13. Store Your Data on the Cloud
Having all your data accessible via a web browser makes it easier to enable home-working. By moving all data to the cloud, you can build an office that can become fully remote.
14. Set up a Platform for Electronic Sharing of Documents
Implementing a client portal means you don’t have to mail documents to clients. It also means you can improve customer service by giving clients access to their files 24/7. It reduces the time spent in the office since employees can now access documents from home.
15. Create a Customer-Oriented Plan
Be proactive and create a sustainable customer-oriented plan. Bring together skilled, distributed teams that can log in anytime, anywhere. Such units should be able to deliver on customer commitments.
16. Go the Extra Mile for the Customer
Pay attention to the actions and tone that you take with customers.
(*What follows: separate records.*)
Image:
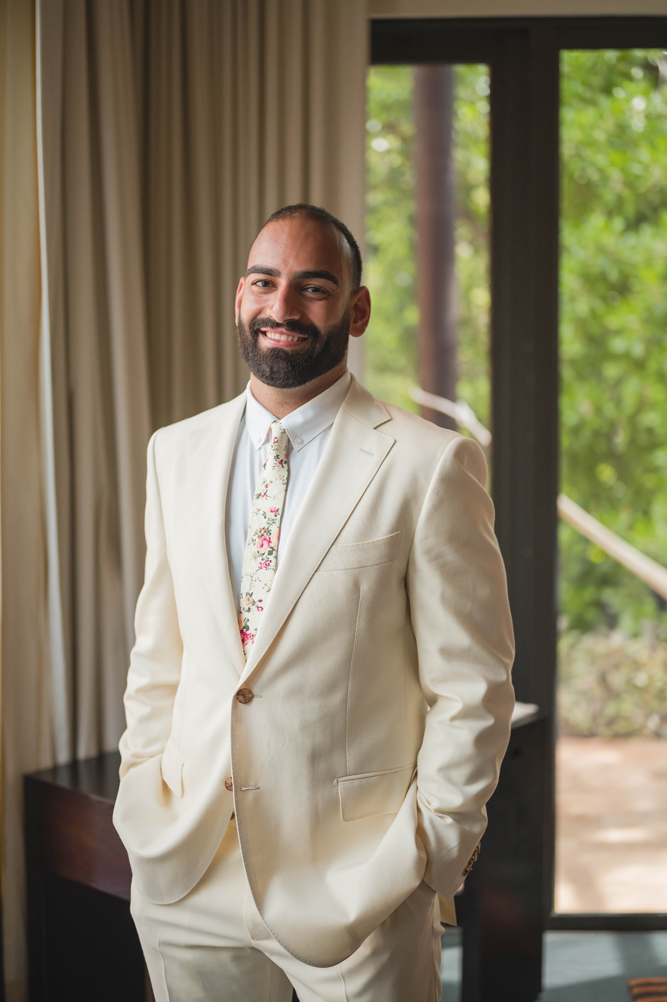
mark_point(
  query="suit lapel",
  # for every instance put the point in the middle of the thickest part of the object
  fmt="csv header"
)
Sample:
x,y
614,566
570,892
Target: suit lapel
x,y
210,451
354,454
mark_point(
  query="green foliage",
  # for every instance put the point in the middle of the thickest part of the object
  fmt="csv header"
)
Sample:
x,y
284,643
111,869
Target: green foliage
x,y
392,359
613,322
613,304
612,686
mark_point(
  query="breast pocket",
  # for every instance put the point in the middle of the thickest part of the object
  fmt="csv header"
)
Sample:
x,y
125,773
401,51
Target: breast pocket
x,y
370,794
345,556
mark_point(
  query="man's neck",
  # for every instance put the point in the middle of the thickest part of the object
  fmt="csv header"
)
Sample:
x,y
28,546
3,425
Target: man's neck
x,y
279,402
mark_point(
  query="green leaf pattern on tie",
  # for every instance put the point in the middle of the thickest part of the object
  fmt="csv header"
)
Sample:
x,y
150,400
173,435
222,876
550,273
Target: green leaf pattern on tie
x,y
260,556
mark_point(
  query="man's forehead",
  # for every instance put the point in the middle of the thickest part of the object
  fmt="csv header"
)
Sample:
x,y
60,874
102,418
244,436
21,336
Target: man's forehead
x,y
298,244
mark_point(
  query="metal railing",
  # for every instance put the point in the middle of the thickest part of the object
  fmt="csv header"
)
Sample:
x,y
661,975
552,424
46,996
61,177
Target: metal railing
x,y
645,568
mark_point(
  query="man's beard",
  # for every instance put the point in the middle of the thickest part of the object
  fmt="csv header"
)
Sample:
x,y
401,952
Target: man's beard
x,y
285,368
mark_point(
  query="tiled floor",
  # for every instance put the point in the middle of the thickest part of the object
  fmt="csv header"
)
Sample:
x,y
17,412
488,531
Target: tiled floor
x,y
579,967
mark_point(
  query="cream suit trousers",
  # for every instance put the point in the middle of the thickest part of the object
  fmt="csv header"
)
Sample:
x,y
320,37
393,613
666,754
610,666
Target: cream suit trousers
x,y
211,946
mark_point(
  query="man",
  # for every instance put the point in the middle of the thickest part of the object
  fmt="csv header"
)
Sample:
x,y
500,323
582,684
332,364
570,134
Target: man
x,y
318,697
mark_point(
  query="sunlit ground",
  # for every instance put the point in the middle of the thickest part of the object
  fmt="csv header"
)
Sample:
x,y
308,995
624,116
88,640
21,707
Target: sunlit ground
x,y
578,967
612,825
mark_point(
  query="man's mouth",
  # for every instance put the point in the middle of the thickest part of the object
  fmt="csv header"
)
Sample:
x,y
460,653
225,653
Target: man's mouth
x,y
283,339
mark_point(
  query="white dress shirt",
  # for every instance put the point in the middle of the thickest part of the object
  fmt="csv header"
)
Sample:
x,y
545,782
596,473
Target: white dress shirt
x,y
308,428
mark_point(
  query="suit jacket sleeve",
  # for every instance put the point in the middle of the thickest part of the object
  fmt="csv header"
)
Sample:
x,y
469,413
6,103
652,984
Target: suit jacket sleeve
x,y
155,660
461,619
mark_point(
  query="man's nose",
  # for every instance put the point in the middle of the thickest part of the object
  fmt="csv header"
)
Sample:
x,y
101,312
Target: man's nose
x,y
283,305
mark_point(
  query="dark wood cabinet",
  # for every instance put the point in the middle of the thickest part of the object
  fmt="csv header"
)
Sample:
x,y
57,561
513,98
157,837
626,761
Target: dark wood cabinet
x,y
82,942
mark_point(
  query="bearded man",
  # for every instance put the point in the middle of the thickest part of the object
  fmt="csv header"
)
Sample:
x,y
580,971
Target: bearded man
x,y
318,697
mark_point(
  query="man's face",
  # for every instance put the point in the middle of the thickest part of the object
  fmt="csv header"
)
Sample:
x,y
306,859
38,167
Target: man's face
x,y
293,306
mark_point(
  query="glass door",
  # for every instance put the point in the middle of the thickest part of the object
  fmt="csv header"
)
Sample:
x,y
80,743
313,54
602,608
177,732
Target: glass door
x,y
611,817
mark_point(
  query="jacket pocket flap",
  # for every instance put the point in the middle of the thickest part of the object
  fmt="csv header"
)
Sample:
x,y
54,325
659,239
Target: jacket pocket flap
x,y
344,556
374,793
171,768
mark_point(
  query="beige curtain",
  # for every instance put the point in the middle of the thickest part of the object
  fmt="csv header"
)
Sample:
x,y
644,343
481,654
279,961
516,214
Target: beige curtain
x,y
26,689
166,131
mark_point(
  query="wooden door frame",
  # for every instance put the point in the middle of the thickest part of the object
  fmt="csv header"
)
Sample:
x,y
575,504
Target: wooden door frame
x,y
524,58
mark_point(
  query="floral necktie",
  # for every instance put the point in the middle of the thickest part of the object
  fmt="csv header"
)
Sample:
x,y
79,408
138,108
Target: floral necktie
x,y
263,531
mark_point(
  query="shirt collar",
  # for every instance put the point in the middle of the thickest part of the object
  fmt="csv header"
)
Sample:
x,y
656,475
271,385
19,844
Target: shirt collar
x,y
301,425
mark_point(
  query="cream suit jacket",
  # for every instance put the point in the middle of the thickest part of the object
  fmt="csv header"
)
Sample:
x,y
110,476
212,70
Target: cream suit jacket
x,y
381,678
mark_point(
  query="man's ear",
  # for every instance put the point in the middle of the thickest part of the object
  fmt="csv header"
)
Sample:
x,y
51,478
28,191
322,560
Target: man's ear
x,y
360,312
239,296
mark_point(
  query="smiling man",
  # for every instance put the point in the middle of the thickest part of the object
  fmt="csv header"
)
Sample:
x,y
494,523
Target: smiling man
x,y
318,697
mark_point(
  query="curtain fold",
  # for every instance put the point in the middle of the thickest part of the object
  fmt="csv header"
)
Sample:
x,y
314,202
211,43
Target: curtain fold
x,y
27,738
167,131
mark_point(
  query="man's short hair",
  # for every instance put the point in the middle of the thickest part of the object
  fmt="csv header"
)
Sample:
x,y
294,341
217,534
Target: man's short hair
x,y
319,214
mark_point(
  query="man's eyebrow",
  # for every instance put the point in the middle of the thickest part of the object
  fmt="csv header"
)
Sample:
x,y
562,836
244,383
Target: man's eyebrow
x,y
318,274
260,270
310,274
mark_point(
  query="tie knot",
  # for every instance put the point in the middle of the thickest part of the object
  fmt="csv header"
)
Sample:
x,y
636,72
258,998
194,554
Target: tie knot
x,y
279,437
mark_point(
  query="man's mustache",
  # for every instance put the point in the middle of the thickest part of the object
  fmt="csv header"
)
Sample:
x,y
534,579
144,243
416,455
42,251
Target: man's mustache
x,y
291,326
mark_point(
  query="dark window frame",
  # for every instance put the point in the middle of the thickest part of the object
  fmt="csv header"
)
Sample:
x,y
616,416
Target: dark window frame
x,y
524,56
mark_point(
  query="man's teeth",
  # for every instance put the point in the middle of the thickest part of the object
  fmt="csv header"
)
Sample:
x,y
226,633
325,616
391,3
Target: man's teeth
x,y
274,336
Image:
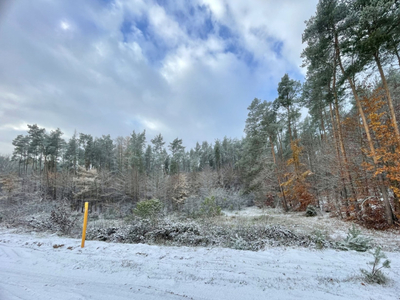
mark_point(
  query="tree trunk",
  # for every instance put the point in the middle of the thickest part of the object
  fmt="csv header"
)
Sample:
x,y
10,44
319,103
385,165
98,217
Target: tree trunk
x,y
388,209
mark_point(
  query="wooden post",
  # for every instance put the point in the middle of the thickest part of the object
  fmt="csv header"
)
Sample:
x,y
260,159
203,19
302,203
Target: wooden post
x,y
84,224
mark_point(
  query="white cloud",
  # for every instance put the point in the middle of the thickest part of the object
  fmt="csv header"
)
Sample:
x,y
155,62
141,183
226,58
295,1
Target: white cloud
x,y
86,75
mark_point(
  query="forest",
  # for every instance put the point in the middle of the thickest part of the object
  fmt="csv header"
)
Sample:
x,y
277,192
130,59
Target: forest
x,y
343,157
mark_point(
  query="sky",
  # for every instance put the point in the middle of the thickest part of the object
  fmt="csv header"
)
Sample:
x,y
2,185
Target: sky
x,y
185,69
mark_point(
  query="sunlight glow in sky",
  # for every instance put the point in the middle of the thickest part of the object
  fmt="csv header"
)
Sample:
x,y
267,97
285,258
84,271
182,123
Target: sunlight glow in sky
x,y
186,69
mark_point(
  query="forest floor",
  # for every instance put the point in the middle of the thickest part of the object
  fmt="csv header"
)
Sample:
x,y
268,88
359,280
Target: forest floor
x,y
43,265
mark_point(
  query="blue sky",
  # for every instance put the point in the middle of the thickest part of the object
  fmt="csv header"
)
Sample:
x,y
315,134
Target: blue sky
x,y
186,69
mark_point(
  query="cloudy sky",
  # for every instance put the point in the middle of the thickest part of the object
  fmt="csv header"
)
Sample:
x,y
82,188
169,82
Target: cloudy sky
x,y
186,69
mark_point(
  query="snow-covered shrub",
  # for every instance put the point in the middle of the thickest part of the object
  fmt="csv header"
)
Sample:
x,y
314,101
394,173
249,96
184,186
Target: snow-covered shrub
x,y
311,211
209,208
195,207
355,241
230,199
61,220
376,275
320,239
191,207
239,243
148,209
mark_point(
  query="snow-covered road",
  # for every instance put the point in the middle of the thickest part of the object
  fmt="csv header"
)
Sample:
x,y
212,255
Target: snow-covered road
x,y
39,267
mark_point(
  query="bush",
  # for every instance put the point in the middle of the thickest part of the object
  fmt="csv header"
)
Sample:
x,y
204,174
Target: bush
x,y
209,208
61,220
376,275
311,211
148,209
355,241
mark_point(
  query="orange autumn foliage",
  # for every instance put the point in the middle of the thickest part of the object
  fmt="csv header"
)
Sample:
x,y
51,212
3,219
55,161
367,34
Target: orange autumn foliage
x,y
296,188
387,148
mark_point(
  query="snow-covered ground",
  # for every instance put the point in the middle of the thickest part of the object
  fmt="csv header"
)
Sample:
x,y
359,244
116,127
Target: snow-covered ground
x,y
35,266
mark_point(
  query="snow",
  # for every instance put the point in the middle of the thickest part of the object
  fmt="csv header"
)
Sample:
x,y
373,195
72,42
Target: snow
x,y
39,266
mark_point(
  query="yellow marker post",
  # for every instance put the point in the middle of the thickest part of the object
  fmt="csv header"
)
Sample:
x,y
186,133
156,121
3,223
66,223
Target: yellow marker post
x,y
84,224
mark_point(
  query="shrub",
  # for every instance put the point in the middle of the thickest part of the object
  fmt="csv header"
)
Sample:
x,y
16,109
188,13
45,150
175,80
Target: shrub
x,y
148,209
311,211
61,220
355,241
209,208
376,275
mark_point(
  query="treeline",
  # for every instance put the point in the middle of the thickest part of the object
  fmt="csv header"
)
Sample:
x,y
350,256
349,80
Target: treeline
x,y
344,157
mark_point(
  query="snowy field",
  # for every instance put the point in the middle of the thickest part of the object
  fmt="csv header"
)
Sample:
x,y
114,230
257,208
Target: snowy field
x,y
38,266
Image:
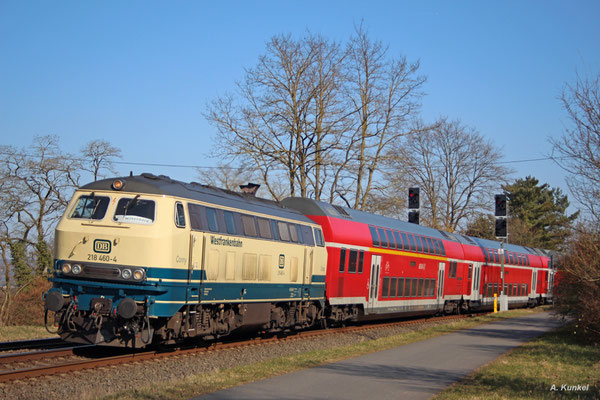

Your treatment of them must reflect the nature of the relationship that you have with them. Your most loyal and largest customers will merit personal, one-on-one outreach. Do not default to mass surveys or emails to high net-worth customers.
17. Reconsider Your Brand Value
These are good times to reexamine the defined value of your brand. Ask questions such as Do we have a clear picture of who we are as a brand and who we want to be in the future? Is it relevant to our stakeholders? Are our customers concerned about the quality of our product?
18. Ensure the Survival of the Company
You’ll need to make agonizing choices. For example, you may need to cut jobs if a zero layoff policy isn’t possible, and your burn rate is high. Your primary responsibility is to save the company and some jobs. It’s better than losing the entire organization and all jobs.
19. Make Use of Government Support Policies
Companies should check for government-sponsored opportunities for support. Such support may vary based on sector and jurisdiction. Decide how they can best serve the individual circumstances of your situation.
20. Take Action and Learn
All these exercises are useless if leaders do not act upon the insights. They also need to follow the recommendations. Like any strategic move, timing is essential. Organizations need to give priority to strategic rather than tactical actions and movements. The coronavirus outbreak exposed glaring flaws in many business models. Now is the time to work on those flaws. Design your business to operate even in unstable economic conditions.